Protein coding sequences (CDS) of the genome of a Mus musculus
Data files
May 01, 2026 version files 874.55 KB
-
CDS_Mus_singles_names.xlsx
873.53 KB
-
README.md
1.02 KB
Abstract
This dataset contains 22,759 non-redundant protein-coding sequences (CDS) from the Mus musculus C57BL/6 reference genome (GenBank accession GCF_000001635.27_GRCm39). Each CDS is annotated with a gene symbol, GenBank reference ID, and sequence length in base pairs. This curated CDS reference file enables consistent cross-species comparisons at the transcript level and was used to identify orthologous expression patterns and differential regulation in response to viral infection. The values in this dataset are gene-level annotations, GenBank protein references, and sequence sizes.
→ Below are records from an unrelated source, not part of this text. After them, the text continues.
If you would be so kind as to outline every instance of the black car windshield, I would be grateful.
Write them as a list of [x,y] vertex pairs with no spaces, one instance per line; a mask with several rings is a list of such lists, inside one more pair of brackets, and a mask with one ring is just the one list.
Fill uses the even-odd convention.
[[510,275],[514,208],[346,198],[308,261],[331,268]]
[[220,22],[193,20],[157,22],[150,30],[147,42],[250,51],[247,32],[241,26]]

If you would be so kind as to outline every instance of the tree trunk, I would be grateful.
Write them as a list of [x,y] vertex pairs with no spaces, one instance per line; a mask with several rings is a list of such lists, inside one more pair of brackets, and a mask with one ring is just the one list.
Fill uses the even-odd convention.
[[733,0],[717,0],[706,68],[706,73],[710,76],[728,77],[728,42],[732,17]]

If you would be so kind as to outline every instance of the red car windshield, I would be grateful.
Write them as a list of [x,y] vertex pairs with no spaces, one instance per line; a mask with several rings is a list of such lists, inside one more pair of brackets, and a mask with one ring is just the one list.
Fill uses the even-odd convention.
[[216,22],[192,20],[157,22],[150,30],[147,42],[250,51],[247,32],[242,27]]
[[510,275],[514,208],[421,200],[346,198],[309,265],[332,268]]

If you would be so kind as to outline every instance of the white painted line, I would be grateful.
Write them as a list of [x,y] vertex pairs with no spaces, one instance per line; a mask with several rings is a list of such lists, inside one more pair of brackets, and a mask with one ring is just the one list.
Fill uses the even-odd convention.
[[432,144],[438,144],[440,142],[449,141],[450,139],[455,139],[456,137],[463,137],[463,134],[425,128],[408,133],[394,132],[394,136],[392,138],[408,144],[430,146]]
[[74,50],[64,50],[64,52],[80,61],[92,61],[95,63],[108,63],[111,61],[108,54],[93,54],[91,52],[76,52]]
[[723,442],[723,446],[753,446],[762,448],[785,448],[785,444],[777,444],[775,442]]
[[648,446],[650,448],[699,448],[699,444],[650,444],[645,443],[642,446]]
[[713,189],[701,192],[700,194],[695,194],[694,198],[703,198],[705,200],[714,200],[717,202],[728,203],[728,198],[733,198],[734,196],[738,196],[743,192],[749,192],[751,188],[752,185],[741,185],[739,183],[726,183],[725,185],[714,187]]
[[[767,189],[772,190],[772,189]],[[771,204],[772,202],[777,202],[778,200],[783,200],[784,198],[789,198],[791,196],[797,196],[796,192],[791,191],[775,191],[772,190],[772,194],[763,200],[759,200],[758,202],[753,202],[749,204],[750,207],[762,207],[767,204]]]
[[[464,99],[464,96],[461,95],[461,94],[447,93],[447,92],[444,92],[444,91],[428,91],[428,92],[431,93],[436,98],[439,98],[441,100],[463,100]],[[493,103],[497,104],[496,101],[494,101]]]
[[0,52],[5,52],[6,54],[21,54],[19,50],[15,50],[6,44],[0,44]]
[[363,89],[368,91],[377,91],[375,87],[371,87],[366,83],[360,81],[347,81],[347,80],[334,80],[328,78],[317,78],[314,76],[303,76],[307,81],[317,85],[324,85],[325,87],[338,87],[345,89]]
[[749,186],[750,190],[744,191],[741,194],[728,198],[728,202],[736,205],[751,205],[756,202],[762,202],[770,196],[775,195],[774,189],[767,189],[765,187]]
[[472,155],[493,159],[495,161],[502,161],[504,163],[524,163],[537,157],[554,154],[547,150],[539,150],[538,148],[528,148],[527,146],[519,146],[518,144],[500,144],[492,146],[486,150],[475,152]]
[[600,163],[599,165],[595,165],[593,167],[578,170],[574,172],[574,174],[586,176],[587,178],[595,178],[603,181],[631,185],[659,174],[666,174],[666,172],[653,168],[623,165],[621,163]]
The file is structured as a single spreadsheet, with each row representing a unique gene and its corresponding CDS. The dataset is reusable for any study requiring canonical CDS references from M. musculus C57BL/6, particularly in contexts of comparative transcriptomics.
Title:
Reference coding sequences from Mus musculus (C57BL/6) genome assembly
Organism:
Mus musculus (C57BL/6 strain)
Reference Genome:
GenBank accession: GCF_000001635.27_GRCm39
File:
CDS_Mus_singles_names.xlsx
This file contains a curated list of 22,759 non-redundant protein-coding sequences (CDS) from the Mus musculus C57BL/6 genome assembly. Each row in the dataset represents a unique gene and includes the gene symbol, corresponding GenBank or UniProt reference, and the coding sequence length in base pairs.
Contents:
CDS_Mus_singles_names.xlsx
Variables (Columns):
- gene: Gene symbol (string)
- reference: GenBank or UniProt protein accession identifier (string)
- size: Length of the coding sequence in base pairs (integer)
Units:
- Size is measured in base pairs (bp)
Recommended Citation:
If using this dataset, please cite:
Genome Reference Consortium Mouse Build 39 (GRCm39), GenBank accession GCF_000001635.27.